Thanks Guys,
This is pig script which I am running, Dataset is also small for the
filtered date, which is around 2 million rows but I am targeting to write
this script for larger scope. In here titles is array of JSON object but
stored as string datatype so I am using python udf to split it into
columns/rows.
register 'dse_pig-1.0.0.jar' ;
register 'udfs.py' using jython as udfs;
SET default_parallel 100;
a = load 'default.merchimpressions_client_log' using DataovenLoader();
b = filter a by (dateint == 20120331);
d = foreach b generate
dateint,
account_id,
device_type,
esn,
country,
flatten(udfs.to_map(titles)) as titles_map;
e = foreach d generate
dateint,
account_id,
device_type,
esn,
country,
(chararray)titles_map#'location' as location,
(long)titles_map#'time' as time,
(int)titles_map#'count' as count,
(int)titles_map#'video_id' as title_id,
(int)titles_map#'track_id' as location_id,
(chararray)titles_map#'request_id' as request_id,
(int)titles_map#'row' as pres_row,
(int)titles_map#'rank' as pres_rank;
f = group e by (dateint,
account_id,
device_type,
esn,
country,
title_id,
location_id,
request_id,
pres_row,
pres_rank);
g = foreach f generate group,
COUNT(e) as row_cnt,
MIN(e.time) as min_time,
SUM(e.count) as imp_cnt;
h = foreach g generate group.dateint as dateint,
group.account_id as account_id,
group.country as country,
group.device_type as device_type,
group.esn as esn,
group.title_id as title_id,
group.location_id as location_id,
group.request_id as request_id,
group.pres_row as pres_row,
group.pres_rank as pres_rank,
row_cnt as row_cnt,
min_time as min_time,
imp_cnt as imp_cnt;
i = group h by dateint;
j = foreach i {
dist_titles = DISTINCT h.title_id;
dist_acct = DISTINCT h.account_id;
generate
group as dateint,
(int)COUNT(dist_titles) as dist_titles,
(int)COUNT(dist_acct) as dist_acct,
(int)SUM(h.imp_cnt) as imp_cnt;
};
dump j;
If I run this script for 1-2 account_id then its really fast, comes back in
minutes but for 2 million rows it takes for ever. It kicks of 3 map reduce
job and only Map part of 1 MR job take 2.5 hours.

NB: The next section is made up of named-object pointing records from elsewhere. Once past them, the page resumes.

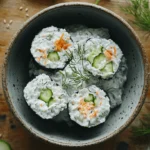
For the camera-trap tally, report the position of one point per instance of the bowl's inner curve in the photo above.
(17, 73)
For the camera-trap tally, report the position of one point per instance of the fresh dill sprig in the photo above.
(144, 128)
(140, 10)
(79, 75)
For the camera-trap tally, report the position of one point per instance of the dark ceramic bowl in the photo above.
(15, 73)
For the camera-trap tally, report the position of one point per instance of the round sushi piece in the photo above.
(102, 57)
(89, 107)
(50, 47)
(45, 97)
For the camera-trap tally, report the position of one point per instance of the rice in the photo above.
(79, 32)
(45, 109)
(89, 112)
(49, 48)
(85, 43)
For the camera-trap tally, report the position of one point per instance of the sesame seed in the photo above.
(26, 9)
(4, 21)
(21, 8)
(10, 22)
(27, 15)
(8, 26)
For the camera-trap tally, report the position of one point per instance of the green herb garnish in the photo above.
(79, 76)
(97, 2)
(140, 9)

Please let me know how I can improve performance.
Thanks,
Sonia
On Mon, Apr 2, 2012 at 5:51 PM, Jonathan Coveney <[email protected]> wrote:
> One of these things is not like the other :) Distincts are dangerous.
> Prashant is right, post the script, and we can help you dig in. sum, count,
> max, should all be super fast and if they aren't it's because the Algebraic
> nature isn't being kicked off.
>
> 2012/4/2 Prashant Kommireddi <[email protected]>
>
> > Can you please forward the script and Job Counters? Cluster size - # of
> Map
> > Reduce slots would be good too.
> >
> > Thanks,
> > Prashant
> >
> > On Mon, Apr 2, 2012 at 5:27 PM, sonia gehlot <[email protected]>
> > wrote:
> >
> > > Hi,
> > >
> > > I have a really large data set of about 10 to 15 billion rows. I wanted
> > to
> > > do some aggregates like sum, count distinct, max etc but this is taking
> > > forever to run the script.
> > >
> > > What hints or properties should I set to improve performance.
> > >
> > > Please let me know.
> > >
> > > Thanks,
> > > Sonia
> > >
> >
>